Tatlı bir meşguliyeti olan bir Kurban Bayramını daha idrak edeceğiz. Bu günleri yaşamayı bize lütfeden Yaradan’a şükürler olsun.
Bayramlar, Türk Milletinin hayatındaki özel ve önemli günlerdendir. Bayramlar, soysal dayanışma, karşılıklı sevgi ve hoş görü ile saygının tesis edildiği özel günlerdir… Her yıl tekrarlanmakta olan ve ömrü olanların şahit olduğu bu bayramlarda, kendine has çeşitli şekillerde kutlanmaktadır. Bayram namazı kılmak, kurban kesmek ve kurban etlerini paylaştırmak, akraba, komşu ve hasta ziyaretleri yapmak bunlardan bazılarıdır
Memleketlere yapılan heyecanlı yoluculuklar ve bayram ziyaretleri ile şenlenen hâneler, toplu mekânlarda bir araya gelerek yapılan bayramlaşmalar ve bayrama özel yapılan tatlı ve kurban etinden yapılan yemek ikramları, Kurban bayramının en belirgin özelliklerindendir
Yıl boyunca hayatın yoğunluğunda yorulan insanlar, ihmal ettikleri eş, dost ve yakınlarına kavuşmakta, onlarla dertleşmekte, birkaç günlüğüne de olsa duygusal ve manevi bir nefes alma imkânı bulmaktadırlar Bayramlar bu şekilde hayatın yorucu temposuna bir soluk aldırmaktadır.

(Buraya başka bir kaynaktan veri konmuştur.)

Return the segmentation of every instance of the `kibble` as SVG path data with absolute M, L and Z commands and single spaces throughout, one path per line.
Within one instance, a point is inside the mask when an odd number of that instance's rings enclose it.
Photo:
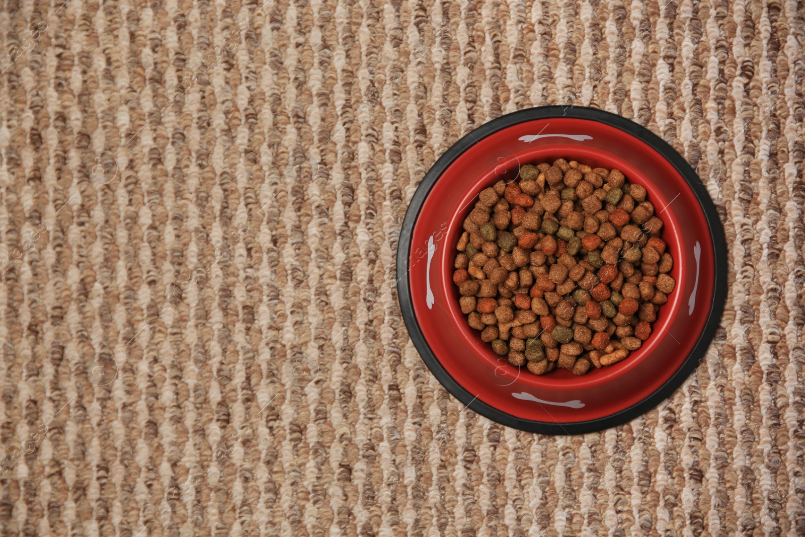
M 470 328 L 534 374 L 616 364 L 651 336 L 676 282 L 644 187 L 575 160 L 526 164 L 478 195 L 453 283 Z

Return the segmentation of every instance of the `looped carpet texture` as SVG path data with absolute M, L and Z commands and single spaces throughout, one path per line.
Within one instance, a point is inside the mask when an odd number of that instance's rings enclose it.
M 0 535 L 805 535 L 794 0 L 8 0 Z M 396 297 L 427 170 L 589 105 L 693 166 L 721 328 L 628 424 L 465 410 Z

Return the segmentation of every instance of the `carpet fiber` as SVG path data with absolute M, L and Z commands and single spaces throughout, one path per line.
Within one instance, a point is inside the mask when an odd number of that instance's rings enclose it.
M 801 2 L 9 0 L 0 535 L 805 535 Z M 407 204 L 502 114 L 647 126 L 724 223 L 715 341 L 584 436 L 450 396 Z

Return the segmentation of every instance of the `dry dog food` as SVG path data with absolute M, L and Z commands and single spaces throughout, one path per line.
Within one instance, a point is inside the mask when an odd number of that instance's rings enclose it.
M 646 188 L 564 159 L 481 192 L 453 282 L 492 349 L 535 374 L 621 361 L 651 335 L 675 282 Z

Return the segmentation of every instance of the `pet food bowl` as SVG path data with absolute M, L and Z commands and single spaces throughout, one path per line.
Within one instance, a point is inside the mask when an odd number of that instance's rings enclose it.
M 665 225 L 676 287 L 651 336 L 624 361 L 583 376 L 541 376 L 495 354 L 471 328 L 452 282 L 456 243 L 478 193 L 526 163 L 578 160 L 618 168 L 644 186 Z M 502 116 L 472 131 L 430 169 L 411 200 L 397 258 L 400 306 L 423 360 L 476 412 L 543 434 L 580 434 L 655 407 L 704 358 L 724 309 L 727 251 L 716 208 L 696 172 L 648 130 L 599 109 L 548 106 Z

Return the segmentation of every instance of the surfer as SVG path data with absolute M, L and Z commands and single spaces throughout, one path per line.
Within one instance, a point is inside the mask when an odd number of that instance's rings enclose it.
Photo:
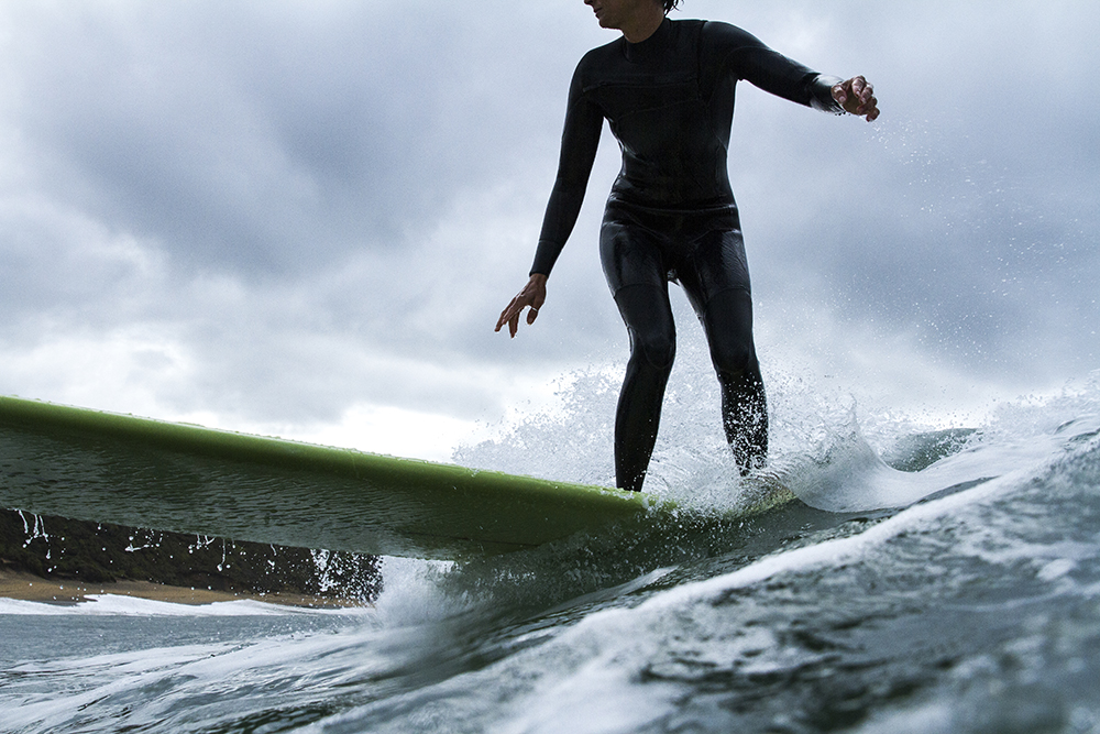
M 752 300 L 726 151 L 738 80 L 794 102 L 872 121 L 873 88 L 793 62 L 727 23 L 671 21 L 680 0 L 584 0 L 623 33 L 573 74 L 561 158 L 530 280 L 501 314 L 516 336 L 535 324 L 547 278 L 576 222 L 606 119 L 623 167 L 604 210 L 600 256 L 630 337 L 615 417 L 616 483 L 640 490 L 675 353 L 668 283 L 703 325 L 722 390 L 722 421 L 741 473 L 762 465 L 768 409 L 752 341 Z

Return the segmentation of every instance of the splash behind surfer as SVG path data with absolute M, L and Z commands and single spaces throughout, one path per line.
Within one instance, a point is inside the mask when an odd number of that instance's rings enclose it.
M 584 0 L 618 40 L 590 51 L 570 85 L 558 176 L 530 277 L 496 324 L 531 325 L 576 222 L 606 119 L 623 152 L 600 230 L 600 256 L 630 336 L 615 420 L 618 486 L 640 490 L 675 353 L 668 283 L 703 325 L 722 388 L 722 420 L 741 472 L 768 451 L 768 412 L 752 341 L 752 300 L 726 167 L 738 80 L 791 101 L 872 121 L 861 76 L 826 77 L 719 22 L 672 21 L 680 0 Z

Topluca bir dinlenme ve eğlenmenin yanı sıra, hasta ve yaşlı ziyaretleri ile yıl içinde ahirete yollanan insanların eksiklikleri bayramlarda fark edilmekte ve hayatın faniliği bir kez daha hatırlanmaktadır
Gelişen teknolojiye rağmen insan bedeni ve zihninde meydana gelen ezici yorgunluk ve teknolojiyi doğru kullanamamanın getirmiş olduğu duygu kaybı, ancak; bayramlar gibi özel zamanlarda yumuşayarak coşkuya dönüşmekte böylelikle duygusal ve ruhi derinlik yakalanabilmektedir
Kurban Bayramında üç tane görev vardır ki bunları yapmak her kimse üzerine dînen vacip hükmündedir Bunlardan birincisi; Teşrik Tekbirleri getirmektir Kadın erkek herkes Arefe günü yani 10 Ağustos Cumartesi günü sabah namazında başlayıp, bayramın dördüncü günü 14 Ağustos Çarşamba günü ikindi namazına kadar, Namazların farzları kılınınca; “Allahu Ekber Allahu Ekber, La İlahe İllallahu Vallahu Ekber , Allahu Ekber Velillahil hamd ” şeklinde teşrik tekbiri getirirler İkinci görev, bayramın birinci günü sabahı Bayram Namazını kılmak, üçüncü görevimiz ise; kurban kesmektir Gücü yeten kadın erkek herkesin kesmesi üzerine vacip olmaktadır
Bayrama ait diğer görevlerimize gelince; kurban kesemeyenlere kurban eti dağıtmak, yetim ve öksüz kalpleri okşamak, dargınlıkları unutmak, hasta ve yaşlıları ziyaret ederek yalnızlıklarını paylaşmak, düşkün ve yaşlıların ihtiyaçlarını karşılamak, bayramlarını kutlamak ve onların gönül yaralarını sarmak bu günlerde daha da bir önem kazanmaktadır
İçinde yaşadığımız çağın karşımıza çıkardığı şartlar, insanlarımızın olaylara bakış açılarında çeşitlilik ve farklılıklar meydana getirmiştir. Bayramların bayram havasında kutlanmak yerine tatil yörelerinde bir izin olarak geçirilmesi buna en çarpıcı örnektir Bunun sonucu olarak da, geleceğimizin de teminatı olan çocuklarımız ve yeni yetişen nesil, bayramların önemi kavramaktan ve ruhunu yakalamaktan uzaklaşmaktadır
Bu nedenlerle bayramlar; nasıl değerlendirilirse değerlendirilsin hepimiz için farklı anlamlar taşımasının yanında, netice olarak olumlu sonuçlar ifade etmektedir. İnsan ilişkilerine değer katan bayramlarımız; içinde bulunduğumuz sosyal, kültürel ve tarihi yapıya katkı sağlamak açısından büyük bir önem taşımakta ve toplumumuz için bir ibadet olmanın yanı sıra aynı zamanda bir moral kaynağı da olmaktadır.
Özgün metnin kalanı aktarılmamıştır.